Analyzing the Sensitivity to Policy-Value Decoupling in Deep Reinforcement Learning Generalization

Nasik Muhammad Nafi, Raja Farrukh Ali, William H. Hsu

Published: 01 Jan 2023, Last Modified: 25 May 2024AAMAS 2023EveryoneRevisionsBibTeXCC BY-SA 4.0

Abstract: Shared policy-value representations in traditional actor-critic architectures have been shown to limit the generalization capabilities of a reinforcement learning (RL) agent. Fully decoupled/separated networks for policy and value avoid overfitting by addressing this representation asymmetry; however, this introduces additional computational overhead. Partial separation has been shown to reduce this overhead while still achieving the same level of generalization. This raises questions regarding the exact need for two separate networks and whether increasing the degree of separation in a partially separated network improves generalization.
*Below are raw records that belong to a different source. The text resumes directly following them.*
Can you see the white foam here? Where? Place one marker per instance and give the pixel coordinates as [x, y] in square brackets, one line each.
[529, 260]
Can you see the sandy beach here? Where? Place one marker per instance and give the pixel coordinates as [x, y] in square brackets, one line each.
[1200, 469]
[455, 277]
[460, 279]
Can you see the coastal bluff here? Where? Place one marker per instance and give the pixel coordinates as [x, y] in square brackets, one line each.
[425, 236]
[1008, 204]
To investigate these questions, this paper compares four different degrees of network separation (fully shared, early separation, late separation, and full separation) on the RL generalization benchmark Procgen. Our results indicate that for environments without a distinct or explicit source of value estimation, partial late separation captures the necessary policy-value representation asymmetry and achieves better generalization performance than other architectural options in unseen scenarios, while early separation fails to perform adequately. This also gives us a model selection mechanism for those cases where full separation performs best.